Today, hours ago actually, I began reading the book Things No One Will Tell Fat Girls by Jes Baker. Jes is the Militant Baker and if you haven't checked out their writing, do yourself a favour...
Obviously it's got my brain working and thinking about how I occupy the world in my own fat body. How does the privilege of my whiteness intersect and interact with my fatness and my queerness? How much confidence am I allowed given the perceived transgression of my fatness? How much space am I allowed to take up?
So I decided I would use this space (since it's mine) for some reflection as I read through Baker's wonderful book.
First, please just call me fat. I hate your euphemisms. All of them. They aren't "kind" and they speak more to your fear of fatness than to any reality of my existence in the world. If you call me anything but fat I will ask you not to and I don't care if you feel embarrassed. And I know not every fat person wants to be called fat and not every fat person is comfortable with their fat or the word fat but for me... it's your only option. Spare us all the embarrassment.
Second, I don't want to hear about your diet. I do want to hear about the struggles you are having in your own skin, how it makes you feel and WHY you are struggling to love yourself. I will tell you you are beautiful, powerful and amazing and I will mean it. I will follow you on instagram and love all your selfies and call you a babe ALL THE TIME. I do not want to hear about your calories or your #fitspo or what you've been eating. SMASH DIET CULTURE and love yourself. Please. Run or don't, it's all good, but you're amazing exactly as you are in this exact moment. Right now. Don't wait for those 10 lbs or that 6 pack or that 5k. Do it, whatever it is, you totally can!
So here is some irony for you: I began reading this at the gym. I have been struggling with insomnia and shaky mental health lately and moving my body in rapid motion helps. It was good and I am still fat. Reading the book I had a little cry (because I often cry) and sent loving kindness and apologies to the female-appearing people I judged just a little.

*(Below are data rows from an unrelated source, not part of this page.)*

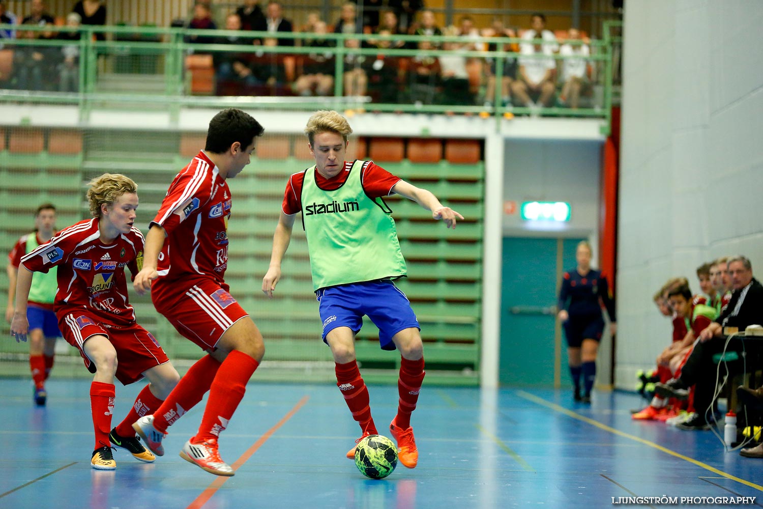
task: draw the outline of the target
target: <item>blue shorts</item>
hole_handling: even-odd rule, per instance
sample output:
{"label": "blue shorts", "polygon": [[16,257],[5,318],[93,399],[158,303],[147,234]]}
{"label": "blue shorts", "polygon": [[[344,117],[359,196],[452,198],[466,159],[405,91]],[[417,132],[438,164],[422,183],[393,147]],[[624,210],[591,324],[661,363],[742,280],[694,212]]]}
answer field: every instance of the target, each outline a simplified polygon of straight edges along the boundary
{"label": "blue shorts", "polygon": [[410,302],[391,279],[367,281],[321,288],[315,292],[324,324],[322,337],[338,327],[348,327],[358,333],[367,314],[379,328],[383,350],[394,350],[392,337],[404,329],[421,330]]}
{"label": "blue shorts", "polygon": [[604,331],[604,319],[600,314],[594,317],[570,317],[564,323],[564,329],[567,346],[579,348],[583,344],[583,340],[601,340],[601,334]]}
{"label": "blue shorts", "polygon": [[29,304],[27,306],[27,320],[29,321],[30,330],[42,329],[45,337],[61,337],[61,331],[58,330],[58,318],[53,311]]}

And then I was gutted by just how complicated and tenuous my relationship with my body really is:
I head into something resembling a child's pose for the unflexible to stretch my back, my ass facing the whole gym, and I am overcome by the anxious feeling that the entire gym simply CANNOT see my ass like that... I am not wearing a thong and maybe they can see the cellulite and what if my pants have fallen down or my shirt has slipped up? I have to turn around and face them, protect them from my fatness. Intellectually I know how fucked up that is, but I was so taken by a need to hide my ass from the world of the YMCA that I altered how I took up space in the gym. And though I didn't cry again I was glad that the flush of embarrassment across my cheeks could be attributed to exercise and not shame.
I haven't gotten to the part in the book where Baker writes about sex and dating (it's coming) but I want to leave two last thoughts here today:
1) Yes, that is the dude I'm dating. No, he isn't fat. Yes, he is conventionally handsome. Uh huh, he is in that [insert cool project, band, etc] here. Yes, we have sex. I know! He's so skinny! I have dated a number of men that people find conventionally attractive. Some of them were lovely and some were assholes. Some of them broke up with me and I broke up with some of them. None of them cited fatness as a reason for our breakup (and if that was part of it I am thrilled they never told me). Shut up about that already.
2) Dear Straight Dudes, THERE IS NO TROPHY FOR DATING FAT GIRLS. There is no pat on the back and there is no reward coming for you. I actively do not care if all your exes were fat... I don't care if there is a "type" of fat woman (UGH) that you like better than another type of fat woman... If you don't like me for me, fuck off. I'm a person, not just another fat woman to earn your "good dude" badge by fucking. I am NOT a novelty. DATING ME IS THE PRIZE, PERIOD.
I would love to hear from y'all about this but keep your mean comments and "concern for my health" to yourselves, thanks!